We will be moving to PyTorch in the future, as the basic python implementation has served its purpose of teaching us how to create and debug neural networks. We have created a heavily commented and short class to demonstrate its functionality, and even a large drawing explaining how it works to aid understanding. We will also use it to test out changes in an easy to read and debug setting.

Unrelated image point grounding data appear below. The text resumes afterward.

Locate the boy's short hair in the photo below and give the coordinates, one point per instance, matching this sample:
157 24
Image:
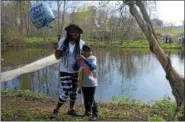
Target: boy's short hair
87 48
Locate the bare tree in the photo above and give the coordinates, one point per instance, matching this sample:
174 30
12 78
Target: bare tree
175 80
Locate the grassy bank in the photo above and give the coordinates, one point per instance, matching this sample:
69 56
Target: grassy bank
28 106
34 41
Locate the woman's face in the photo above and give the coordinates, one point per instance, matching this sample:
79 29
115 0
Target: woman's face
74 34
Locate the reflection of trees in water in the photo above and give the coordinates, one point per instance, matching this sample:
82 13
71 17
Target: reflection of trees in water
180 54
129 63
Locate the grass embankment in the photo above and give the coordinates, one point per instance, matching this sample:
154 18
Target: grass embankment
28 106
34 41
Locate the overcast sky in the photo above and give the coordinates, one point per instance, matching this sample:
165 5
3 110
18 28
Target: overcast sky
171 11
168 11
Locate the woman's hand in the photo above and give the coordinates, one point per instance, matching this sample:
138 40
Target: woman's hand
81 58
57 52
55 45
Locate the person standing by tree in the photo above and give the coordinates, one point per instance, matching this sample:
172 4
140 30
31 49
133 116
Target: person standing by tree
68 50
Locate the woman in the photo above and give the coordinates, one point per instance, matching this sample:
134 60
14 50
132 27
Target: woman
68 50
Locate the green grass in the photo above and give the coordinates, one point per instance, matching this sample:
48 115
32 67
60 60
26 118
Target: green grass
126 43
123 110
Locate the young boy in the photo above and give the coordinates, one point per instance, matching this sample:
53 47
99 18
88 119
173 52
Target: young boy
89 82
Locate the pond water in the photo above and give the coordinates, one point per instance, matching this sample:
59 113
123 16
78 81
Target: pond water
133 73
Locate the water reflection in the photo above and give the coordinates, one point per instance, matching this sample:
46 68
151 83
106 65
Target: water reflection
132 73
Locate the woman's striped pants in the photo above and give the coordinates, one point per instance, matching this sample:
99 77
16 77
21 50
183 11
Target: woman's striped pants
69 86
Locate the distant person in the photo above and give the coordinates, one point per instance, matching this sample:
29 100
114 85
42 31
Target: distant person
68 50
180 39
89 82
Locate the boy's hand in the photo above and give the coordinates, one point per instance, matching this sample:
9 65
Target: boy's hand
55 45
82 57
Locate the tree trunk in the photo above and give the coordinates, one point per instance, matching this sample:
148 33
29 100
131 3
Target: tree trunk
64 9
175 80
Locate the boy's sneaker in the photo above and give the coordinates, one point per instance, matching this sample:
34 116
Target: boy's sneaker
88 114
54 115
94 118
71 112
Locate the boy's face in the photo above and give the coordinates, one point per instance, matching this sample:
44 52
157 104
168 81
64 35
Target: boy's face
86 53
74 34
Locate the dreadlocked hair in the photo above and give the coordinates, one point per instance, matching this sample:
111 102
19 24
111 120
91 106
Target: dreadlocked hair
66 46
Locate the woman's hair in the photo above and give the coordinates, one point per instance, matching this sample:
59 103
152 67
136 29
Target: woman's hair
87 48
66 46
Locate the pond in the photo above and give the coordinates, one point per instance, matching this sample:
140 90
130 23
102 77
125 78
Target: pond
133 73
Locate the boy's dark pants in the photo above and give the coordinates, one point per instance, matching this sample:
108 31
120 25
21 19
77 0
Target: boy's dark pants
89 100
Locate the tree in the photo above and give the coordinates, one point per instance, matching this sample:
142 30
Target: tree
157 22
175 80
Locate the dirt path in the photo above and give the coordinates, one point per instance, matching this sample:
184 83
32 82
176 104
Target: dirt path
35 106
32 67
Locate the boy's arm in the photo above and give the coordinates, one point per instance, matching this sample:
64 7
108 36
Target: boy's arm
91 63
58 53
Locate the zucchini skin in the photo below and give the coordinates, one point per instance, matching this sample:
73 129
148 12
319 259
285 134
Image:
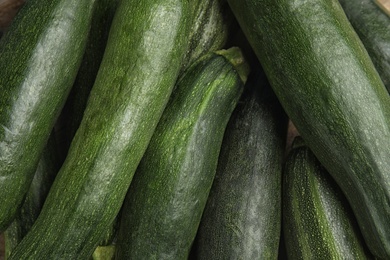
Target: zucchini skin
317 219
48 166
372 25
328 86
146 45
39 58
163 207
242 218
73 110
211 30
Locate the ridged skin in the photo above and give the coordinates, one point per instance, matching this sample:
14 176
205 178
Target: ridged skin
39 58
52 156
47 169
318 222
166 199
330 89
73 110
242 218
373 27
140 65
211 30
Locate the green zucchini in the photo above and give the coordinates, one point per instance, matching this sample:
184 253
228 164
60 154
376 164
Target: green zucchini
318 221
73 110
372 25
145 47
242 218
212 28
48 167
329 87
384 5
104 253
163 207
39 58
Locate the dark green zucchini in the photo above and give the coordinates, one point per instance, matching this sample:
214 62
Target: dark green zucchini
384 5
329 87
145 47
39 58
372 25
214 23
164 205
104 253
48 166
73 110
318 221
242 218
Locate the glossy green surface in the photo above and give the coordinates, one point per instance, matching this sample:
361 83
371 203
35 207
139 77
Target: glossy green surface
242 218
373 27
166 199
47 169
73 110
39 58
213 26
330 89
318 222
144 50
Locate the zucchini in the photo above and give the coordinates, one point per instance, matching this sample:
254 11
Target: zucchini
73 110
145 47
328 86
163 207
384 5
48 167
318 221
39 58
242 218
372 25
213 25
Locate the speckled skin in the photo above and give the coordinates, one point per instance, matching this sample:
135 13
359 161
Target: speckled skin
318 222
162 210
242 218
330 89
373 27
145 47
39 59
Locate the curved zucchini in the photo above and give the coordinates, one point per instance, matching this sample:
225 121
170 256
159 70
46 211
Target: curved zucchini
73 110
39 58
146 44
242 218
166 199
318 222
48 166
212 29
373 27
329 87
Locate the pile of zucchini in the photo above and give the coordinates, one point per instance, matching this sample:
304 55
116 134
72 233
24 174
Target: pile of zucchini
156 129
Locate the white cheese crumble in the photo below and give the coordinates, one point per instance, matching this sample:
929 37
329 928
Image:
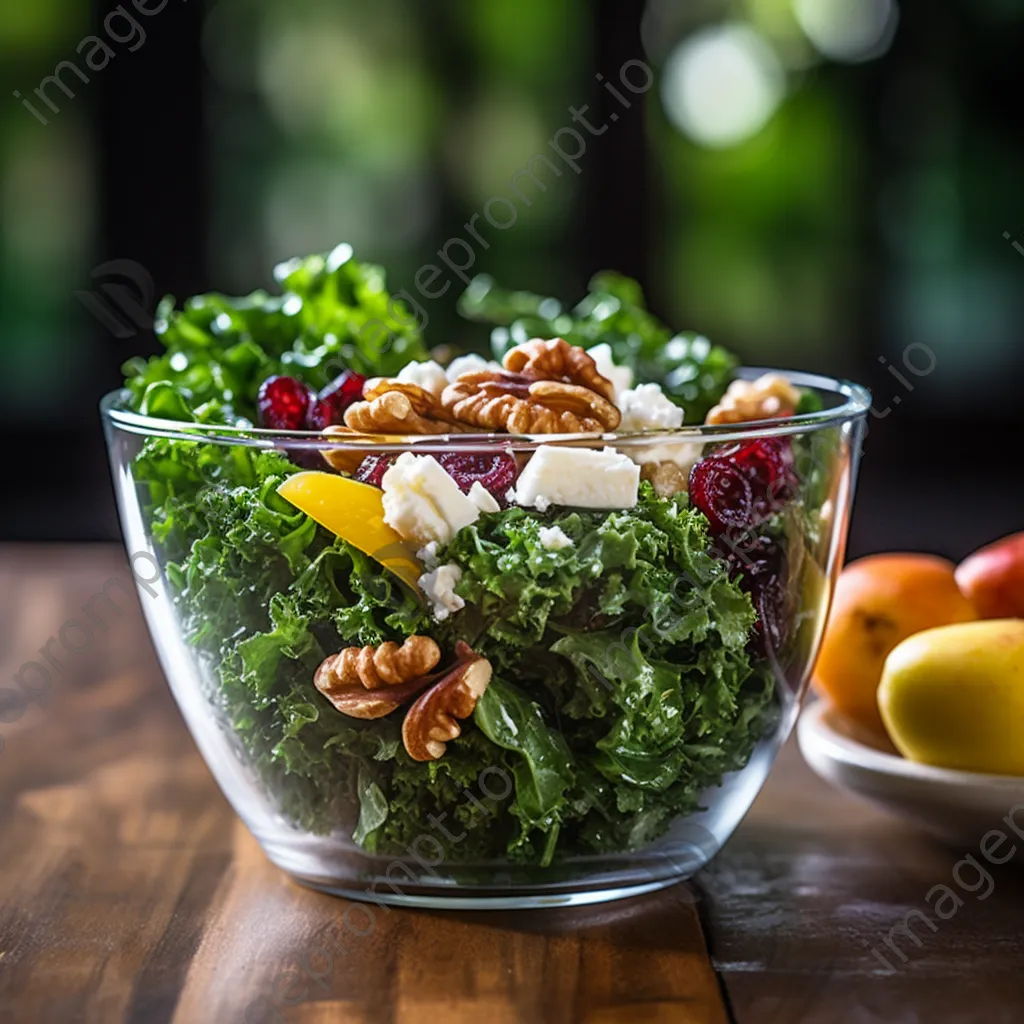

From here on, our team needs to create a neural network that implements an evolution algorithm instead of gradient descent, so that it can be trained using reinforcement learning.
Evaluation
Quantitative
While there isn’t noticeable improvement in the beginning of training (figure 1), our quantitative evaluation shows that there is slight improvement with our agent after a couple hours of training as shown in this graph (figure 2).
Qualitative
Though the quantitative results don’t show much improvement, after watching the agent we can see noticeable improvement that the agent accuracy improves in terms of hitting more fireballs, and hitting ghasts more often than its initial training (shown in the demo video).
(figure 1)
(figure 2)
Remaining Goals and Challenges
Currently, for training, we only spawned one stationary ghast per session for the agent to kill. Our plan for the final report is to make the agent work with a moving ghast and possibly multiple ghasts at the same session.
In addition we plan on adjusting the observation space, action space and rewards in order to get better results. We also plan on logging different results in order to better observe the performance of our agent.